Liege titles can be held, separately by vassals, which is a crucial use of them. A highborn liege can appoint a family member to be liege of a particular space station and another to be liege of the family’s slice of a moon base. These sub-lieges must be less Sevolite than the liege of their greater house to whom they speak their personal oath. If one of them is taken out by a rival, the principle liege can challenge in turn, decide to pass, or take it up with the liege of the successful challenger to negotiate a settlement. If there is disagreement about challenge right, or too great an imbalance of space power, the original liege may resort to blockades or shake-ups. It is moderately dishonorable to dispute the validity of win by a ‘poor’ relative by sending in the fleet, but if the issue can be resolved without knocking any real estate about it might be worth the penalty. The ultimate check on this sort of behavior is opposition from a fleet that can fight back. It helps if the claim of the usurper is at least a bit fuzzy, since the Liege of Vrel is less likely to care what you do. A strong ruling against you would result in other houses getting the go ahead to earn honor by straightening you out. Of course, if you have just about as many vassals as the Liege of Vrel and are almost ready to challenge him or her yourself – you may not care.

Building Up Your House

To gain superior fleet pressure, you need ships as well as highborns to pilot them.

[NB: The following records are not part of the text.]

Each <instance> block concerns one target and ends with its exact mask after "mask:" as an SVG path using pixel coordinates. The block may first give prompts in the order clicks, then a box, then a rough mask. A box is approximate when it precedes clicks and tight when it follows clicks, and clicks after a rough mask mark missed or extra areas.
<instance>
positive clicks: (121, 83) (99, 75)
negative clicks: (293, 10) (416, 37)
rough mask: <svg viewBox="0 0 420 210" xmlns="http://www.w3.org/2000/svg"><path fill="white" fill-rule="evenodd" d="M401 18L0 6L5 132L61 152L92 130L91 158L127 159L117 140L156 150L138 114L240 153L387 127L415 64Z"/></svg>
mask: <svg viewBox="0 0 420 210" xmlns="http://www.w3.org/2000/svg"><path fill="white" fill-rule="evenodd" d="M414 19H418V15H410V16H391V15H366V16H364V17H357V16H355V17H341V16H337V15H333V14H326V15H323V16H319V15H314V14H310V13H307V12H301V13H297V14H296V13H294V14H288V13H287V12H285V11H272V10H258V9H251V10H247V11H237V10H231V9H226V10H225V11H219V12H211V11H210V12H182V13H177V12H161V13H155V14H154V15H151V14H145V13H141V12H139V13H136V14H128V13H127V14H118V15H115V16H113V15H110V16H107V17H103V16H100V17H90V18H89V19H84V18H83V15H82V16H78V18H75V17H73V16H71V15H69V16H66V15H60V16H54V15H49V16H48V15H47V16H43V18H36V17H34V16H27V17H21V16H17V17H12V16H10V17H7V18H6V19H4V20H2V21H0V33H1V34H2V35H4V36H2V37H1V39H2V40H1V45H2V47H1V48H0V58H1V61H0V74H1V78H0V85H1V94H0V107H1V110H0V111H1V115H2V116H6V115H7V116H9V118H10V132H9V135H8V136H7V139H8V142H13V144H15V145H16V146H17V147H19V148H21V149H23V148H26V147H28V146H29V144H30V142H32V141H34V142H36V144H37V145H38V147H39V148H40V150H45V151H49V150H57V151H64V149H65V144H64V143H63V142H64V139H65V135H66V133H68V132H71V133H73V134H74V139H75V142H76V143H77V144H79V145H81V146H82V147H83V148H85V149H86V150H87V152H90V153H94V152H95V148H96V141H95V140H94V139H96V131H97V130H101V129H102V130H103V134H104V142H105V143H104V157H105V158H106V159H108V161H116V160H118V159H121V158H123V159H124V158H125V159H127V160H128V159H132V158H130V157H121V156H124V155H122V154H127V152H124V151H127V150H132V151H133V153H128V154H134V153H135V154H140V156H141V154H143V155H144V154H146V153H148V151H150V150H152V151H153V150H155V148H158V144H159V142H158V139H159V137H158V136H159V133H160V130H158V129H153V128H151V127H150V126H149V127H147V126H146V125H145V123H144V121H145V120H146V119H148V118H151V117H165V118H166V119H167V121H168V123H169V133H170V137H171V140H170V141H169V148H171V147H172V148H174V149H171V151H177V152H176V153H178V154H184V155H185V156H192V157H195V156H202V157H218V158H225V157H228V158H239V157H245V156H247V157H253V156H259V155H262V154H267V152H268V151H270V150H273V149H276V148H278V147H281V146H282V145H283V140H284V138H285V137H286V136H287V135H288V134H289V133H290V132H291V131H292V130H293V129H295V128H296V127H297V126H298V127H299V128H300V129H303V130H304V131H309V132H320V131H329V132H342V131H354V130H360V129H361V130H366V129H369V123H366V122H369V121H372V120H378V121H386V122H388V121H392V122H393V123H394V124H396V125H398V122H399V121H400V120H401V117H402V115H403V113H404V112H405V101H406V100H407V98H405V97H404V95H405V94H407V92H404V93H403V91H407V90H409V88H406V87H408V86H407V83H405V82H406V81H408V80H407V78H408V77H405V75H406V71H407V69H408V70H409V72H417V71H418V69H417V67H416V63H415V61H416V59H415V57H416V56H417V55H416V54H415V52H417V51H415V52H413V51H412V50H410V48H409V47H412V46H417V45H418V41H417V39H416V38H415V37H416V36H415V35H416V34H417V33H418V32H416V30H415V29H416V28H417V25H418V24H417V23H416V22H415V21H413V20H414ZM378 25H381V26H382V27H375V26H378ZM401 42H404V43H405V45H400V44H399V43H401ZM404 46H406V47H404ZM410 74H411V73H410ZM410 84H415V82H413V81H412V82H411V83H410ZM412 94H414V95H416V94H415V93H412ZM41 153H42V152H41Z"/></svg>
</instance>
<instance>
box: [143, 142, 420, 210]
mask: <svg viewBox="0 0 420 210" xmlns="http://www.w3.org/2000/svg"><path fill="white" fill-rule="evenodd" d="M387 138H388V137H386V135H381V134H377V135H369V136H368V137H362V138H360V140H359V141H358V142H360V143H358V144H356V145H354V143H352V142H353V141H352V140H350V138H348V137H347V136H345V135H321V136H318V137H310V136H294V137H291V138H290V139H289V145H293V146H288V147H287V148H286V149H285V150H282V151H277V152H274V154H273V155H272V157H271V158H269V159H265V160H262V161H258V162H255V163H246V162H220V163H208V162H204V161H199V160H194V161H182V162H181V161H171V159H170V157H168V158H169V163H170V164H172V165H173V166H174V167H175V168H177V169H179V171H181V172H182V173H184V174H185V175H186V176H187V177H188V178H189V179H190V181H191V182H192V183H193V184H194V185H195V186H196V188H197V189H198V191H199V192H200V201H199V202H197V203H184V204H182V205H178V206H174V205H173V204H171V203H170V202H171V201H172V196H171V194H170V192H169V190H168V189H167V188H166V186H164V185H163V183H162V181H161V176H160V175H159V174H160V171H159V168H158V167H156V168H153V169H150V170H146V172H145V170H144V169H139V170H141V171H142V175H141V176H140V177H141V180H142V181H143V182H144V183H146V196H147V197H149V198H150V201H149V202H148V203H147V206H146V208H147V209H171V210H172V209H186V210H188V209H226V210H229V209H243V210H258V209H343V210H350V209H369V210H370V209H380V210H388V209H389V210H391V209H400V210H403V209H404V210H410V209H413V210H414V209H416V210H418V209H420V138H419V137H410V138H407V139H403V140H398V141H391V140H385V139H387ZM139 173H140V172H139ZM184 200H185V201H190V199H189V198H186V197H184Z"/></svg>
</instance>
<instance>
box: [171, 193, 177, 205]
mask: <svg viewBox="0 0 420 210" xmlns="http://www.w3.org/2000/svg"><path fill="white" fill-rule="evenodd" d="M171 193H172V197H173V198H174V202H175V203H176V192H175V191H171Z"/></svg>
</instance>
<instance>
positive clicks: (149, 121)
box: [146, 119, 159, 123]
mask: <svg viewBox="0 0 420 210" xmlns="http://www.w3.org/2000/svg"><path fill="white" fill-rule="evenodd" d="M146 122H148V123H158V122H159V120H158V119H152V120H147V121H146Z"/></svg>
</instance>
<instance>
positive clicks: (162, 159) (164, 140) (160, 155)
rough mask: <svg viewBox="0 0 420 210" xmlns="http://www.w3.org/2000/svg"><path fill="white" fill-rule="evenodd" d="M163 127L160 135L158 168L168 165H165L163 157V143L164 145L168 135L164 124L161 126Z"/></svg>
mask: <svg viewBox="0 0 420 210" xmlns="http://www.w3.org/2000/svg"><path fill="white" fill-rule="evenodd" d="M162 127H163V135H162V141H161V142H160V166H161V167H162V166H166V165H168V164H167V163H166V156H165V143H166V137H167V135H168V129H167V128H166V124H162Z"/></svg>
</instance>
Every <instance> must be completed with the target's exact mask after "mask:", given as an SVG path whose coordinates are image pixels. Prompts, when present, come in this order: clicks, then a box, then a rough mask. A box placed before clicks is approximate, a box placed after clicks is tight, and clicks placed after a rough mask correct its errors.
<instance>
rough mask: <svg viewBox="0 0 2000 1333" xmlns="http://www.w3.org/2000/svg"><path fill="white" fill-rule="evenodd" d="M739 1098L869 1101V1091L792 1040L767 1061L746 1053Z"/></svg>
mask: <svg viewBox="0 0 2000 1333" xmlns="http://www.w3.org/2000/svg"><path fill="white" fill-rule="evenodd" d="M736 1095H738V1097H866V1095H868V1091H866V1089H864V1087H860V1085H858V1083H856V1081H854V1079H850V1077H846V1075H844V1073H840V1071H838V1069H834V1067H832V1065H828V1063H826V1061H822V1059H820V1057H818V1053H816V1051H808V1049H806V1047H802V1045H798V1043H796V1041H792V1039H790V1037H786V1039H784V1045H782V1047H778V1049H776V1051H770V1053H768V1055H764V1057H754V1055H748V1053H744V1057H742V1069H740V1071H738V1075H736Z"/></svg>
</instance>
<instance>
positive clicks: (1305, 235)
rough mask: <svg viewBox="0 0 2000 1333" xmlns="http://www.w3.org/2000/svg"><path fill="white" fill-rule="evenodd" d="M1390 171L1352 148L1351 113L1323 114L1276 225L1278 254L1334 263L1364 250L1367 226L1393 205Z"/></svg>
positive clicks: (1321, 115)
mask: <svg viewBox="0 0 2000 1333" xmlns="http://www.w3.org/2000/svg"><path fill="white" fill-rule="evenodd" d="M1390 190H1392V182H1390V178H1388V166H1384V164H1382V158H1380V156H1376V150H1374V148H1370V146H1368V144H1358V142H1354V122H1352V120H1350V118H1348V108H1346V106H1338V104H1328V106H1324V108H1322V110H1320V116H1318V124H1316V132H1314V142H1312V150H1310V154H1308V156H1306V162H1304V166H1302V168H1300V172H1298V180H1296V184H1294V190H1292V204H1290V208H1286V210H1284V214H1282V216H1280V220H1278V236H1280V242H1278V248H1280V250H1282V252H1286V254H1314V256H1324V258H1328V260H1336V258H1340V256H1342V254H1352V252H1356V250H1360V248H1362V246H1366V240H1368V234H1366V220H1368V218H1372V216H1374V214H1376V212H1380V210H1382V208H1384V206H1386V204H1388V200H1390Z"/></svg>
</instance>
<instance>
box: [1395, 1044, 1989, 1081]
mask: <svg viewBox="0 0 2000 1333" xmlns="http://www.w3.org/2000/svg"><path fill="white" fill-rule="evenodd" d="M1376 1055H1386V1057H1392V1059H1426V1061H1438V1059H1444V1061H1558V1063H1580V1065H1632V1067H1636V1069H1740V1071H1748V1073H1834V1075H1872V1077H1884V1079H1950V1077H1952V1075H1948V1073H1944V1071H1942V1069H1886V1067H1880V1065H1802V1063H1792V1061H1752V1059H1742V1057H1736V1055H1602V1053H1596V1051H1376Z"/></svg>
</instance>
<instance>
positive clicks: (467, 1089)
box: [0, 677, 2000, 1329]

To get ships you need commoners and nobleborns to raise food for themselves and you, and produce something to sell. You might specialize in wine or natural materials, or devote years of your highborns’ lives to Liege Vrel’s service on a contract basis to earn court currencies. Child-gifting can also be remunerated in court currency for buying ships, but can rebound on you in the form of future title challenges. People don’t like to sign away challenge rights, and even when they do the stipulation may not outlast the liege who agreed to it. Most of your fellow Vrellish, and Liege Vrel, acknowledge natural challenge rights. And genotyping is readily available to prove who sired whom.

A game master may or may not want to allow lieges to develop their own ship building yards in space, but if so the very best ships should still come from court via Liege Vrel. The Vrellish just don’t make as good engineers, all in all, as other Sevolites. Unless you want to take the risk of educating commoners …

Conclusion

Reviewing my handiwork, I suffer the dual pressures to trim it back radically and flesh it out with even more details. That is probably a good sign it is time to stop and see what more experienced gamers make of the exercise.

I was also surprise by the rather nasty picture conveyed of Vrellish existence, whereas the good guys in the novels really are more or less honorable in more than just the strick, Okal Rel sense. Even the Vrellish ones. As to the kinky elements regarding births and pregnancies, all I can say is – that’s what reading too much evolutionary psychology does to you. And the politics of child-gifting is very much a crucial part of Sevolite politics in the novels. In fact, that is exactly who the Throne Price is. A child conceived by contract between rivals…which seemed like a good idea eighteen years ago.